Lembrei também dos treinamentos do ITRC (entre outros estudos, como do John Cherry, Beth Parker, Bob Clearly, entre outros) que colocam por terra o “Pancake Model”, modelo tradicional para contaminações por LNAPL que apregoam que o LNAPL fica “boiando” sobre o aquífero, todo ele acima da água (que, por sua vez, estaria parada, como se estivesse em um aquário, e o solo fosse somente um detalhe).

Mas o senso comum na nossa área ainda entende de maneira muito forte que o LNAPL fica realmente “boiando” sobre o aquífero, portanto, todo o óleo (ou gasolina, ou diesel, ou outro LNAPL) pode ser encontrado acima da água subterrânea e basta succioná-lo ou bombeá-lo para que o aquífero fique “isento de LNAPL”, portanto, “remediado”.

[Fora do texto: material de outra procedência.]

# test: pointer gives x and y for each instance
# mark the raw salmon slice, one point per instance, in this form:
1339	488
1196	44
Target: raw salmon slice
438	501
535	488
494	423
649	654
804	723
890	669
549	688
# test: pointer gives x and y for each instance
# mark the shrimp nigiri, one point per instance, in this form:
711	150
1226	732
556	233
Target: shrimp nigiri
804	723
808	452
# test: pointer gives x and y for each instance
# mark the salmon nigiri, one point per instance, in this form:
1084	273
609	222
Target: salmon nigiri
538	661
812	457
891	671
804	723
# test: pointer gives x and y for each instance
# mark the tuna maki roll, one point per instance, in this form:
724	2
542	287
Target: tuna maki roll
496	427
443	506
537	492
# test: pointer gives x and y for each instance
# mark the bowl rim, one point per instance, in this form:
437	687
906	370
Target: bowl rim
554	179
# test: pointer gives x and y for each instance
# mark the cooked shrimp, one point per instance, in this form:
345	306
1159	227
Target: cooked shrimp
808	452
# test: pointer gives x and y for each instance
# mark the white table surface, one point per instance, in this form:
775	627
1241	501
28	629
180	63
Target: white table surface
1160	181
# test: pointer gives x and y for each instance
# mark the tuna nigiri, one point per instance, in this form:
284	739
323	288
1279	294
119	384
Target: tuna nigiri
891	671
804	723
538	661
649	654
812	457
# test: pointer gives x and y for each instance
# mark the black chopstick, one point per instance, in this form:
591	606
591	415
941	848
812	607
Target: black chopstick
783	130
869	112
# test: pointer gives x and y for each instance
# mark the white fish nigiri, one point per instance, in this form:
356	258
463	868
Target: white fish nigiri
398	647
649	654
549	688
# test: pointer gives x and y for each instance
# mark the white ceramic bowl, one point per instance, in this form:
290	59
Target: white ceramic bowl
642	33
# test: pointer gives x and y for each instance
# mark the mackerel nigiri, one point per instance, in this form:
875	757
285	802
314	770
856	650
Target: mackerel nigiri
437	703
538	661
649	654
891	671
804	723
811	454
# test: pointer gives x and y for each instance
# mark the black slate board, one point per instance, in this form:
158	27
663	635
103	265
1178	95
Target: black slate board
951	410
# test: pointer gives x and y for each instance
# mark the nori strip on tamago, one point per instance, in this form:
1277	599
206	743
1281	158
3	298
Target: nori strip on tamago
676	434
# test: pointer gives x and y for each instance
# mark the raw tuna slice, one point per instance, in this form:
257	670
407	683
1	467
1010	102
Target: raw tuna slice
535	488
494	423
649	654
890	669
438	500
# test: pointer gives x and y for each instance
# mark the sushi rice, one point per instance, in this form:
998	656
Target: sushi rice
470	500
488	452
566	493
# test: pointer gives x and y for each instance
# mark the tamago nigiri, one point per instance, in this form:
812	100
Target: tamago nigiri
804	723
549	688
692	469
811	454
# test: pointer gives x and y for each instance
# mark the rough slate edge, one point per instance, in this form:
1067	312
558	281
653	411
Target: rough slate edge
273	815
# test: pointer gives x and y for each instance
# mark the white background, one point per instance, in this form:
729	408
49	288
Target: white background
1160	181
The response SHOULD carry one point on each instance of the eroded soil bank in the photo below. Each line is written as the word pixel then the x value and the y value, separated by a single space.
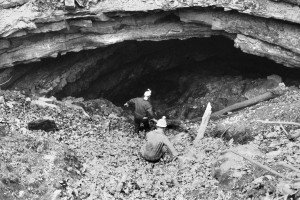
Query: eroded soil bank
pixel 184 75
pixel 90 155
pixel 92 152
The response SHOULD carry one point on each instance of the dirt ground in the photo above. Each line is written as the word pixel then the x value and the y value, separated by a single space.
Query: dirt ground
pixel 95 154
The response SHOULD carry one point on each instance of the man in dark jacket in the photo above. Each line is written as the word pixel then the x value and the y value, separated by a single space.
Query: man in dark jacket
pixel 142 111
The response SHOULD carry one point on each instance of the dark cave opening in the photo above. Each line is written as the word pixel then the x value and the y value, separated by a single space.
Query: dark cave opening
pixel 184 75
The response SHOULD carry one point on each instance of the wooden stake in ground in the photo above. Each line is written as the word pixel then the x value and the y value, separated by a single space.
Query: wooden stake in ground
pixel 204 122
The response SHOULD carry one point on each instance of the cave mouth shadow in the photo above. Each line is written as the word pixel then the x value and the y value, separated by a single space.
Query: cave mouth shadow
pixel 182 74
pixel 199 63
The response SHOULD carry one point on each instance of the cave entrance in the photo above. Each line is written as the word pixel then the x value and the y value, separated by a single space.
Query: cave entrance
pixel 184 75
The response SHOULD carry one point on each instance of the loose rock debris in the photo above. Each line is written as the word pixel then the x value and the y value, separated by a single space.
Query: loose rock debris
pixel 97 157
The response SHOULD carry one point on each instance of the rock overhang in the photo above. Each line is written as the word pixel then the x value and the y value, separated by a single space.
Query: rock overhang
pixel 264 28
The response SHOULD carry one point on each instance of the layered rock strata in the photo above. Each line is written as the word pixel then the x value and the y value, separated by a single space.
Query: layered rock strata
pixel 32 30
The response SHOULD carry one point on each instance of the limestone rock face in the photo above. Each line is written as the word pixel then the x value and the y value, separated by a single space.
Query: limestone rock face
pixel 32 30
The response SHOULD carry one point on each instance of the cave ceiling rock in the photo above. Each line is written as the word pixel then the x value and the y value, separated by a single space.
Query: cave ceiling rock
pixel 32 30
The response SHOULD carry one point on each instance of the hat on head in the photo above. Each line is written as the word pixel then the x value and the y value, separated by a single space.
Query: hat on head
pixel 147 93
pixel 162 122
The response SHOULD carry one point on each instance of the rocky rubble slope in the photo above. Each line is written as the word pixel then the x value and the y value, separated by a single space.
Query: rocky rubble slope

Mas não precisa ser nenhum John Cherry nem ler todos os treinamentos do ITRC, nem mesmo ser usuário do software da API para perceber que o “pancake model” está totalmente equivocado, e que a fase livre imiscível (LNAPL ou mesmo DNAPL) está nos poros do solo intercalada com ar e água (na zona não saturada) ou com água (na zona saturada), e que sua entrada ou saída desses poros depende da tensão superficial, portanto, depende das características dos fluidos e, fundamentalmente, depende do solo em que essas todas essas fases estão inseridas.  Em resumo, a remediação terá seu fator limitante ligado às características do meio em escala de detalhe, não no dimensionamento de uma bomba de anel líquido ou de palheta. Mais uma vez percebe-se a importância de uma investigação adequada para o eventual “sucesso” de uma remediação, se é que nossa tecnologia é mais poderosa que as forças de van der Waals.

Para perceber isso, basta ler o Manual do Mundo, se divertir e fazer algumas simples experiências com seus filhos e sobrinhos. Afinal, nem só de Áreas Contaminadas vive um homem, não é mesmo?